むすめを保育園に送っていく途中、少し遠いパン屋さんの袋を持った、小さな赤ちゃん連れのお母さんとすれ違った。
あぁそんな頃があったな、と、私はふと思い出す。
まだ話せない息子やむすめと、商店街を歩いた日。
その頃住んでいたマンションの近くの商店街では、朝早くからあいているお魚屋さんやケーキ屋さんなんかもあって、早起きの赤ちゃんを連れて買いに行ったのだ。
そこには、その時にしかない、すごく特別な空気があった。
まだ話せない、歩くこともできない息子やむすめに向かって、何とはなく「お魚どれにするー?」「なんか今日寒いよなあ」と話しかける。返事がないことを知りながら、「おなかすいたー?」と聞く。息子やむすめは、わかったような顔をして笑ったり泣いたりしている。
まだ、おなかにいた頃の続きのような、そんな時間。私が母乳を与えなければ、すぐにでも死んでしまいそうな、ほとんど、一心同体のようにして過ごした時間。
つい数年前のことなのに、それは遠い遠い昔のことのようにも思える。もう息子もむすめも、あの頃の二人からは随分遠くへ行ってしまった気がする。あの頃からすると、もう私の手をだいぶん離してしまった気がする。
いつだってそうなのだけれど、その時間がとてもとても素晴らしいものだったということは、過ぎ去った後にわかることだ。
私はこの夏、バカみたいに子どもたちと一緒に神宮へ行った。
ほんと、バカみたいに神宮にいた。もちろん、お金だってかかる。子どもたちと三人で行けば、日によって外野でも内野の良席と同じくらいのお金がかかる。私は随分このシーズン、欲しかった洋服を諦めた気がする。(あんまりよく考えてないけど)

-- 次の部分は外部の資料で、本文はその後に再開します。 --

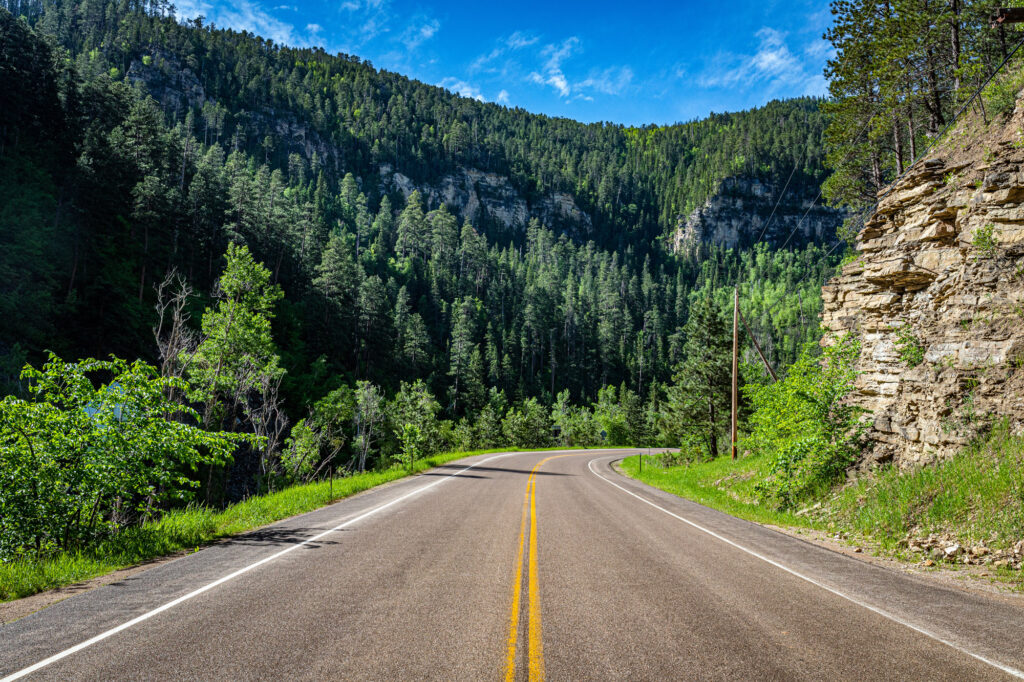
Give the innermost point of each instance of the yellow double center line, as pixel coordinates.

一人で行けば気楽だけどなあと思うことだってもちろんある。むすめのトイレに付き合って、ぐっちのヒットを見逃すことだってある。(はらじゅりが点を取られるところを見なくて済むこともあるけど。)エイオキのタオルをどっちが掲げるかという子どもたちのしょーーーーもない言い争いにため息をつくこともある。しかもヤクルトはしょっちゅう負ける。
でも、それでも私はバカみたいに子どもたちと一緒に神宮にいた。
それは、この時間が、失われゆく時間であることを、心のどこかで私が知っているからだ。
小さな小さな、赤ちゃんだった息子やむすめをベビーカーに乗せ、朝の早い時間の商店街をゆっくり歩いたあの時間が、もう二度と戻らないように。きっと、今こうして三人で、たまにケンカしながら、ぶつかりながら、それでも球場に足を運ぶ、この時間がきっと戻らないことを、私は知っているからだ。
子どもたちと球場で過ごした夏は、二度と戻らないこの夏は、もしかするとヤクルトにとって二度とない二位という結果を残した夏は(いやそんなことはさすがにないと思うけど。ないですよね?)、CSまで行ったのに最後にスガノにノーノ…いやなんにもない、とにかくこの夏は、すごく楽しかった。
いつか子どもたちは(きっとあっという間に)私の手を離れて、友達と、恋人と、野球を見に行くようになるかもしれない。もしかしたら野球なんてまったく見なくなるかもしれない。でも、何はともあれ私の人生に、この夏があってよかったなと思う。そしてできることなら、子どもたちの記憶に、この夏のことが残るといいなと思う。
そのどれもが失われゆく時間で、そしてだからこそそれは、美しいのだから。